Number of Unique Labels: 20
Label Names: {'Slogans', "Misrepresentation of Someone's Position (Straw Man)", 'Exaggeration/Minimisation', 'Whataboutism', 'Name calling/Labeling', 'Causal Oversimplification', 'Doubt', 'Black-and-white Fallacy/Dictatorship', 'Appeal to fear/prejudice', 'Reductio ad hitlerum', 'Flag-waving', 'Bandwagon', 'Presenting Irrelevant Data (Red Herring)', 'Glittering generalities (Virtue)', 'Thought-terminating cliché', 'Appeal to authority', 'Smears', 'Loaded Language', 'Obfuscation, Intentional vagueness, Confusion', 'Repetition'}


In [221]:
from sklearn.model_selection import train_test_split
from sklearn.preprocessing import MultiLabelBinarizer
from transformers import BertTokenizer, TFBertModel
from tensorflow.keras.models import Model
from tensorflow.keras.layers import Input, Dense, GlobalAveragePooling1D
import tensorflow as tf
from tensorflow.keras.utils import to_categorical
from collections import deque
from collections.abc import Iterable
from sklearn.utils.class_weight import compute_class_weight
from sklearn.metrics import precision_recall_fscore_support,classification_report

class MemeClassification:
    def __init__(self, label_tree):
        self.label_tree = label_tree
        self.label_binarizer = None
        self.tokenizer = BertTokenizer.from_pretrained('bert-base-uncased')
        self.bert_model = TFBertModel.from_pretrained('bert-base-uncased')
        self.model = None

    def load_data(self, json_file_path):
        with open(json_file_path, 'r', encoding='utf-8') as file:
            data = json.load(file)
        return data

    def preprocess_data(self, data):
        texts = [sample["text"] for sample in data]
        labels = [sample.get("labels", []) for sample in data]

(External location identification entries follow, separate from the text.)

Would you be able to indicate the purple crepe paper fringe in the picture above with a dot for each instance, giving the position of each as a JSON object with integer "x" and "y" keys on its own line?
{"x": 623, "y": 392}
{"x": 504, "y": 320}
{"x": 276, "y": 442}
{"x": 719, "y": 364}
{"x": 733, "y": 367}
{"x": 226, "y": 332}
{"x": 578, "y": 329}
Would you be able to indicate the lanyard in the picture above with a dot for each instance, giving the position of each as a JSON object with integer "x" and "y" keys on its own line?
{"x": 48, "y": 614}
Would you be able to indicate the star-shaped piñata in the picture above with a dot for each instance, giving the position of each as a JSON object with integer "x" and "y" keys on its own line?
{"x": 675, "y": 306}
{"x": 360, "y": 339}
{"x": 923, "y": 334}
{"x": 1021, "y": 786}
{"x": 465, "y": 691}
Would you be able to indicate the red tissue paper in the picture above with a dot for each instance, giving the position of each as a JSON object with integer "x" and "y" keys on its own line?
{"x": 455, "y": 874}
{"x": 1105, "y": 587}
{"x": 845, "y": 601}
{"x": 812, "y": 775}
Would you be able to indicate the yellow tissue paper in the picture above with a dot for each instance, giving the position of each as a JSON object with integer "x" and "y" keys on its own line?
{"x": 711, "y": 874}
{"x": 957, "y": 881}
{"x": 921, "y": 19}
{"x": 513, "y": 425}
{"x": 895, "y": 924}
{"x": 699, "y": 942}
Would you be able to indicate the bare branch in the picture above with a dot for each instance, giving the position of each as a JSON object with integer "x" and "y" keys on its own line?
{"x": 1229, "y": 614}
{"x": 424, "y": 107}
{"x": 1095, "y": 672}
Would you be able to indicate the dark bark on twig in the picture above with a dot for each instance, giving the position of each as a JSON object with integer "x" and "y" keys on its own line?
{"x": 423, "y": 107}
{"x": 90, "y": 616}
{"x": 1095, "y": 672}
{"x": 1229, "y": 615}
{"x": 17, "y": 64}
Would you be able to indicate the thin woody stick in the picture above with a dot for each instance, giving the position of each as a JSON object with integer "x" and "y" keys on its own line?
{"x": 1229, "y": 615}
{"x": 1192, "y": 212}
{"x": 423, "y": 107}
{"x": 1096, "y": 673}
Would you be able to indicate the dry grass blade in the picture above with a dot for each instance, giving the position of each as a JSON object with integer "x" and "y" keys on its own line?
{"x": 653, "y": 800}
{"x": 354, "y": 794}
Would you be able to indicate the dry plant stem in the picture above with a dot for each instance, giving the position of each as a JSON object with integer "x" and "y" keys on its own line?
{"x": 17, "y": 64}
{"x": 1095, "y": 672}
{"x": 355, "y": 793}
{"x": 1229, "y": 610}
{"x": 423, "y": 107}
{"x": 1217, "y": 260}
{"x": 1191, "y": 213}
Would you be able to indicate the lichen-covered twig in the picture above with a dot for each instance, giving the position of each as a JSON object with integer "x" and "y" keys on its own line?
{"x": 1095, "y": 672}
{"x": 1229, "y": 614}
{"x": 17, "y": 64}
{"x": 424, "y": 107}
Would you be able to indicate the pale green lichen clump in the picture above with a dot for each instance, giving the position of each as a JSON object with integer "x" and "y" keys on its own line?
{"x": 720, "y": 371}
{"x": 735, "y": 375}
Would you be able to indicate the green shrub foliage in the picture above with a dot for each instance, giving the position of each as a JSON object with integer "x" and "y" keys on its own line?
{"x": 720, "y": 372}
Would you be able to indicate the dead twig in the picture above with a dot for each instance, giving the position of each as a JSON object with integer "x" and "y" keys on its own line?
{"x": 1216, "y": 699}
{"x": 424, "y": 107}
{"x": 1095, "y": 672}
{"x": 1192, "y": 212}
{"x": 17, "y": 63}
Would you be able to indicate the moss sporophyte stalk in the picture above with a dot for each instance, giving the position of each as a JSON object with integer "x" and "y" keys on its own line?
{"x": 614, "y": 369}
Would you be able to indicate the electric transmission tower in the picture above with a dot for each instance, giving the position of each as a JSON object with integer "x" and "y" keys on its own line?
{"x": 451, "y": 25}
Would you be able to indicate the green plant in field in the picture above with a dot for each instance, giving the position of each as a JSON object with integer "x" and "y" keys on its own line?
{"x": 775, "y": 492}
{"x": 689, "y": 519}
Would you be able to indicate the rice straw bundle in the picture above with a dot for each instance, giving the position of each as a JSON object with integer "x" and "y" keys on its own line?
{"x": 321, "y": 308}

        self.label_binarizer = MultiLabelBinarizer()
        y = self.label_binarizer.fit_transform(labels)

        return texts, y

    def tokenize_and_pad(self, texts):
        input_ids = []
        attention_masks = []

        for text in texts:
            encoded_text = self.tokenizer(text, max_length=128, truncation=True, padding='max_length', return_tensors='tf')
            input_ids.append(encoded_text['input_ids'])
            attention_masks.append(encoded_text['attention_mask'])

        input_ids = np.concatenate(input_ids, axis=0)
        attention_masks = np.concatenate(attention_masks, axis=0)

        return input_ids, attention_masks

    def build_model(self, num_classes):
        input_ids_input = Input(shape=(128,), dtype=tf.int32, name="input_ids")
        attention_masks_input = Input(shape=(128,), dtype=tf.int32, name="attention_masks")

        bert_output = self.bert_model(input_ids_input, attention_mask=attention_masks_input)[0]
        pooled_output = GlobalAveragePooling1D()(bert_output)
        output_layer = Dense(num_classes, activation='sigmoid')(pooled_output)

        self.model = Model(inputs=[input_ids_input, attention_masks_input], outputs=output_layer)
        self.model.compile(optimizer='adam', loss='binary_crossentropy', metrics=['accuracy'])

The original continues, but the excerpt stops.